Shuna L. July 20, 2014
Apricot kernels are used to make almond extract. I've never seen a cheap marzipan made with apricot kernels, but if I did - I would grab as much as I could, unless, of course, it also had HFCS... But I think that would be odd since there are very few companies that own the machinery to process stone fruit stones.
 
Maedl July 20, 2014
Shuna, apricot kernels are used in cheap marzipan in Europe, which is then used in commercial baked goods--the kind of junk that you find in the discount grocery stores like Lidl or Aldi's. HFCS is almost always one of the ingredients.

They use the apricot pits because they are cheaper than almonds and also because they contain trace amounts of cyanide, which results in a strong, almond flavor. Bitter almonds, also once used to make marzipan, also contain cyanide, and give a much more pronounced flavor than sweet almonds. The cyanide is neutralized by baking, so the bitter almonds become edible. The problem is that you can't tell the difference between sweet and bitter almonds by appearance or scent.

I don't think you can buy bitter almonds in the US--at least legally. Apricot pits are available, but they are a reputed miracle drug, so there is a fair amount of money laundering behind their sales.

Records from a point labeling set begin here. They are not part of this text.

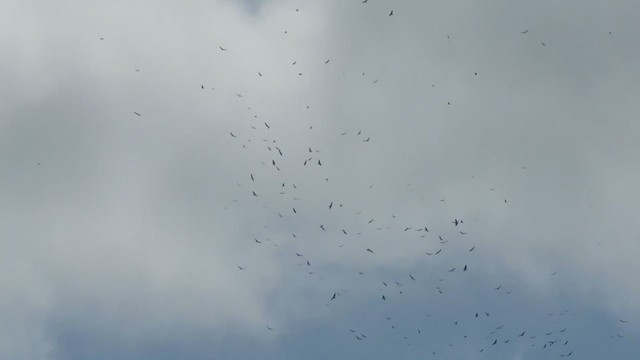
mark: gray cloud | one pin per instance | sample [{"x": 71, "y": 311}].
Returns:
[{"x": 127, "y": 231}]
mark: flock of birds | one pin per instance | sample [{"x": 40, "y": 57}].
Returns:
[{"x": 270, "y": 181}]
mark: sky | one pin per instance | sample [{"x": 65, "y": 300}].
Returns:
[{"x": 296, "y": 179}]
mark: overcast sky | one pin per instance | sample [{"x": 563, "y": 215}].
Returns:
[{"x": 254, "y": 179}]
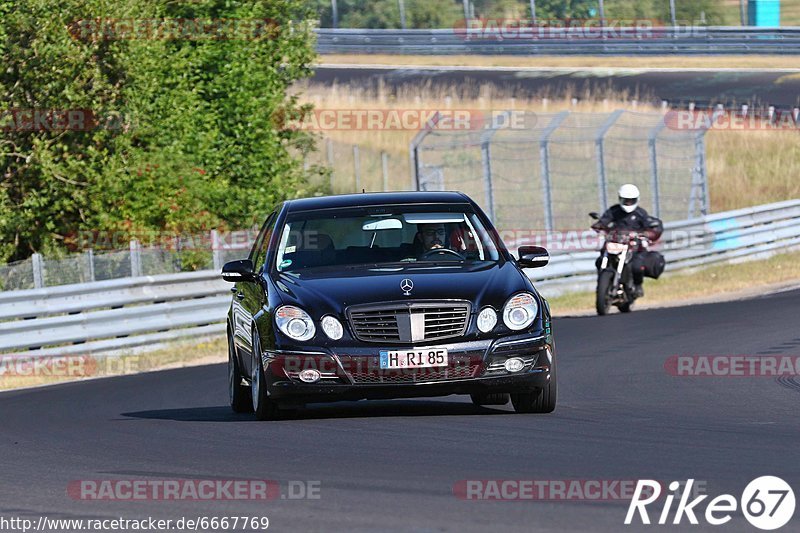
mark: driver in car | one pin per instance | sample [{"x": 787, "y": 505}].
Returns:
[{"x": 433, "y": 236}]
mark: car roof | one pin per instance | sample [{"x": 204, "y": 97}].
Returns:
[{"x": 377, "y": 198}]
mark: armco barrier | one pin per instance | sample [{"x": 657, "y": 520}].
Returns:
[
  {"x": 122, "y": 314},
  {"x": 697, "y": 40}
]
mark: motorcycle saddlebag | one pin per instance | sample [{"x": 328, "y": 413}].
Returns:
[{"x": 654, "y": 264}]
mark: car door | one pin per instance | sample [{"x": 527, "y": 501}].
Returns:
[{"x": 251, "y": 294}]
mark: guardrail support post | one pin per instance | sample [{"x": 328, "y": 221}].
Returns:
[
  {"x": 385, "y": 170},
  {"x": 486, "y": 164},
  {"x": 216, "y": 252},
  {"x": 601, "y": 163},
  {"x": 652, "y": 141},
  {"x": 37, "y": 263},
  {"x": 90, "y": 264},
  {"x": 329, "y": 150},
  {"x": 136, "y": 259},
  {"x": 544, "y": 166},
  {"x": 357, "y": 167}
]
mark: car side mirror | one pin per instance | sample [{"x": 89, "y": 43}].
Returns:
[
  {"x": 240, "y": 270},
  {"x": 533, "y": 257}
]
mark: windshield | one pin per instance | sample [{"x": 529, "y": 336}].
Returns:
[{"x": 383, "y": 234}]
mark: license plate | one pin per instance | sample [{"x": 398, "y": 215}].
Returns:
[{"x": 414, "y": 358}]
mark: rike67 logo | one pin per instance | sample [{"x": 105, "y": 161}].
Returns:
[{"x": 767, "y": 503}]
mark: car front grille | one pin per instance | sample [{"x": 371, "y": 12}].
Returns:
[{"x": 408, "y": 322}]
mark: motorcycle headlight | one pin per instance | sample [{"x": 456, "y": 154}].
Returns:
[
  {"x": 294, "y": 323},
  {"x": 520, "y": 311},
  {"x": 487, "y": 319},
  {"x": 332, "y": 327}
]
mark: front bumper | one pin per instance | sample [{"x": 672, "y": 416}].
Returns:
[{"x": 476, "y": 367}]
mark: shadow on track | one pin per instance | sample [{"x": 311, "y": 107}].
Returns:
[{"x": 374, "y": 408}]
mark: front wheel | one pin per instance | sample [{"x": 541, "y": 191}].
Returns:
[
  {"x": 605, "y": 287},
  {"x": 238, "y": 394},
  {"x": 539, "y": 401},
  {"x": 264, "y": 407}
]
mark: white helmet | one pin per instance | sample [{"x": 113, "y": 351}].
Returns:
[{"x": 629, "y": 197}]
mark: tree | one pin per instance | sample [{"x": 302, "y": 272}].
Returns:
[{"x": 201, "y": 142}]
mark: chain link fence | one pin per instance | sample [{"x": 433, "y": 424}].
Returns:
[
  {"x": 550, "y": 174},
  {"x": 544, "y": 176}
]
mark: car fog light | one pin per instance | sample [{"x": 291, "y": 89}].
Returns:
[
  {"x": 515, "y": 364},
  {"x": 487, "y": 320},
  {"x": 309, "y": 375},
  {"x": 332, "y": 328}
]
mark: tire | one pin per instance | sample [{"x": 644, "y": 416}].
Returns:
[
  {"x": 498, "y": 398},
  {"x": 539, "y": 401},
  {"x": 604, "y": 287},
  {"x": 264, "y": 407},
  {"x": 238, "y": 394}
]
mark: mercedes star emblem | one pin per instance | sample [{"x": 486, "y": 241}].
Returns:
[{"x": 406, "y": 285}]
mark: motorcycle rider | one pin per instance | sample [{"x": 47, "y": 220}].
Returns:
[{"x": 628, "y": 216}]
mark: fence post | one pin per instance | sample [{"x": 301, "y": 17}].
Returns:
[
  {"x": 37, "y": 263},
  {"x": 544, "y": 165},
  {"x": 216, "y": 253},
  {"x": 357, "y": 167},
  {"x": 329, "y": 150},
  {"x": 413, "y": 149},
  {"x": 602, "y": 183},
  {"x": 136, "y": 259},
  {"x": 699, "y": 192},
  {"x": 90, "y": 264},
  {"x": 652, "y": 139},
  {"x": 385, "y": 170},
  {"x": 486, "y": 164}
]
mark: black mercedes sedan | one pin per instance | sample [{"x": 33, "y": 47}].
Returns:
[{"x": 386, "y": 295}]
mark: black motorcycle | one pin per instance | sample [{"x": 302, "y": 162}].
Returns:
[{"x": 614, "y": 276}]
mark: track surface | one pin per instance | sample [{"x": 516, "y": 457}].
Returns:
[
  {"x": 391, "y": 466},
  {"x": 779, "y": 88}
]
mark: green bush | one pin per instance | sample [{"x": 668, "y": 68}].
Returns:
[{"x": 201, "y": 144}]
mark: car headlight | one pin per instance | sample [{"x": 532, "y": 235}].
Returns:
[
  {"x": 332, "y": 327},
  {"x": 487, "y": 319},
  {"x": 294, "y": 323},
  {"x": 520, "y": 311}
]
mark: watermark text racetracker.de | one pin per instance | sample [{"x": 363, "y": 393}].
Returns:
[
  {"x": 584, "y": 490},
  {"x": 503, "y": 29},
  {"x": 196, "y": 490},
  {"x": 733, "y": 366},
  {"x": 196, "y": 523},
  {"x": 410, "y": 119}
]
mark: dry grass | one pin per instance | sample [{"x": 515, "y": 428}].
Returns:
[
  {"x": 715, "y": 281},
  {"x": 750, "y": 168},
  {"x": 58, "y": 370},
  {"x": 623, "y": 62},
  {"x": 745, "y": 168}
]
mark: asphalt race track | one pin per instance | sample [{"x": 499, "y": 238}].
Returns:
[
  {"x": 702, "y": 86},
  {"x": 392, "y": 465}
]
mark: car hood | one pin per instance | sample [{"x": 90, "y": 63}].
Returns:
[{"x": 331, "y": 290}]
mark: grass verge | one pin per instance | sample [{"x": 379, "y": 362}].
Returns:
[
  {"x": 20, "y": 372},
  {"x": 721, "y": 281}
]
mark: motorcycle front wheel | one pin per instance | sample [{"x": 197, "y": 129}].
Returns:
[{"x": 605, "y": 288}]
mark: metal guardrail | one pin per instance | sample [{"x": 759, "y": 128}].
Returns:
[
  {"x": 664, "y": 40},
  {"x": 122, "y": 314}
]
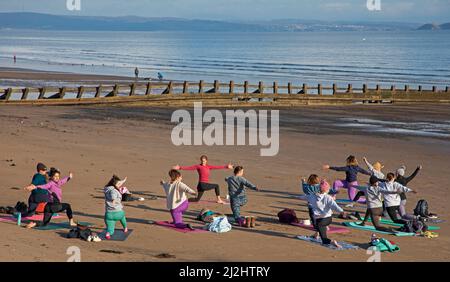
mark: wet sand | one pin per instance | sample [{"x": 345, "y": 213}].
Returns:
[{"x": 95, "y": 142}]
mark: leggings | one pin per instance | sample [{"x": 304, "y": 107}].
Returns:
[
  {"x": 177, "y": 214},
  {"x": 375, "y": 214},
  {"x": 338, "y": 184},
  {"x": 393, "y": 213},
  {"x": 52, "y": 208},
  {"x": 112, "y": 217},
  {"x": 321, "y": 226},
  {"x": 202, "y": 187}
]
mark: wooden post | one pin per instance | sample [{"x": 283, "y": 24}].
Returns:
[
  {"x": 25, "y": 92},
  {"x": 132, "y": 89},
  {"x": 185, "y": 87},
  {"x": 261, "y": 87},
  {"x": 231, "y": 90},
  {"x": 200, "y": 87},
  {"x": 99, "y": 91},
  {"x": 148, "y": 91},
  {"x": 80, "y": 92},
  {"x": 42, "y": 93},
  {"x": 62, "y": 92},
  {"x": 350, "y": 88}
]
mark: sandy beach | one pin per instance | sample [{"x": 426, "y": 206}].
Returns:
[{"x": 94, "y": 142}]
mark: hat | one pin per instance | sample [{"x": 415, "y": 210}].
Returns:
[
  {"x": 41, "y": 166},
  {"x": 401, "y": 170},
  {"x": 378, "y": 166},
  {"x": 121, "y": 182},
  {"x": 324, "y": 186}
]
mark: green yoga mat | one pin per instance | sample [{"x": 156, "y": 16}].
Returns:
[
  {"x": 62, "y": 225},
  {"x": 372, "y": 229},
  {"x": 391, "y": 223}
]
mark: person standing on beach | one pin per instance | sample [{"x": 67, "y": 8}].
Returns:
[
  {"x": 203, "y": 170},
  {"x": 351, "y": 172}
]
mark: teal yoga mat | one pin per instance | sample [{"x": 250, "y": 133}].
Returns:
[
  {"x": 391, "y": 223},
  {"x": 372, "y": 229},
  {"x": 61, "y": 225}
]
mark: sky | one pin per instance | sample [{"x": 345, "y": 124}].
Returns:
[{"x": 415, "y": 11}]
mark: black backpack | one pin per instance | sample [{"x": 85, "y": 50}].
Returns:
[
  {"x": 421, "y": 209},
  {"x": 414, "y": 226}
]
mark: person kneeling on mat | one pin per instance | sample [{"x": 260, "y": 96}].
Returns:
[
  {"x": 55, "y": 205},
  {"x": 322, "y": 206}
]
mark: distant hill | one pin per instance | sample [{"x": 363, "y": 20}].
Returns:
[
  {"x": 434, "y": 26},
  {"x": 131, "y": 23}
]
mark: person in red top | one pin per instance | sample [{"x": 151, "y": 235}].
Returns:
[{"x": 203, "y": 170}]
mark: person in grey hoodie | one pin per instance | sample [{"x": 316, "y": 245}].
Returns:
[
  {"x": 238, "y": 197},
  {"x": 113, "y": 206}
]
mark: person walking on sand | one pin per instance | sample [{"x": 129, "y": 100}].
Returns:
[
  {"x": 55, "y": 204},
  {"x": 203, "y": 170}
]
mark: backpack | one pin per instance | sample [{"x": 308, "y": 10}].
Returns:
[
  {"x": 220, "y": 224},
  {"x": 414, "y": 226},
  {"x": 287, "y": 216},
  {"x": 421, "y": 208}
]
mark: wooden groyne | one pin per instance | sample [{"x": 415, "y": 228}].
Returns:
[{"x": 221, "y": 94}]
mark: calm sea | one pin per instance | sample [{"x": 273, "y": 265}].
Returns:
[{"x": 407, "y": 57}]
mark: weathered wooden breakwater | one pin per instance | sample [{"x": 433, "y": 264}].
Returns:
[{"x": 221, "y": 94}]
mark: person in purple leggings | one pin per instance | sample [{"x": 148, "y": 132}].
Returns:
[
  {"x": 177, "y": 200},
  {"x": 351, "y": 173}
]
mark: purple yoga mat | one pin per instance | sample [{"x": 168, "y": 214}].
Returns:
[
  {"x": 36, "y": 217},
  {"x": 172, "y": 226},
  {"x": 333, "y": 229}
]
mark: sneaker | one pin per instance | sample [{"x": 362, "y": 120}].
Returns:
[{"x": 252, "y": 222}]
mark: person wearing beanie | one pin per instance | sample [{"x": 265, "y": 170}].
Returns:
[
  {"x": 322, "y": 206},
  {"x": 401, "y": 179}
]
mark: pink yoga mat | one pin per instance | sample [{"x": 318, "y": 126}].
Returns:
[
  {"x": 172, "y": 226},
  {"x": 333, "y": 229},
  {"x": 36, "y": 217}
]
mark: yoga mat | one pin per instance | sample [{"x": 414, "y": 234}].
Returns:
[
  {"x": 372, "y": 229},
  {"x": 172, "y": 226},
  {"x": 61, "y": 225},
  {"x": 344, "y": 245},
  {"x": 391, "y": 223},
  {"x": 36, "y": 217},
  {"x": 118, "y": 235},
  {"x": 333, "y": 229},
  {"x": 207, "y": 202}
]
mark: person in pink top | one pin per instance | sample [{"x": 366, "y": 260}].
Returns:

Last year a friend and I decided to make Dresdner stollen from an old recipe (her grandmother's) that called for bitter almonds. I was in charge of buying the almonds (I'm in southern Germany). I had to go to several pharmacies before I could find them. I could only buy a small amount, which turned out to be half of what we needed, and then I had to sign a registry saying that I had purchased the almonds.

After going through all that, I became very curious about how poisonous these almonds actually were and contacted researchers at several universities who were working on similar subjects. They all agreed that heat neutralized the poison, but they also all said the exact time and temperature needed was not known.
 
Maedl July 20, 2014
Interesting that there is a distinction between marzipan and almond paste in the US--that difference doesn't exist in Germany. As far as I can tell, marzipan is marzipan. Niederegger, made in Lübeck, seems to use the least amount of sugar, which is always a positive point for me. It is also fairly easy to find small producers, some of whom use honey, not sugar. I'm lucky--I am able to buy a fantastic marzipan from a cloister not too far from where I live.
 
danielle July 19, 2014
You can usually find it at your local grocery store. It comes in a small can and can usually be found in the baking isle near the canned pie filling.
 
Susan W. July 19, 2014
It's literally a paste made from almonds and sweetener. You can buy it or make your own. There is a recipe on this site which you can find by using the search function at the top of this page or there are many on the internet. It looks very easy to make and less expensive.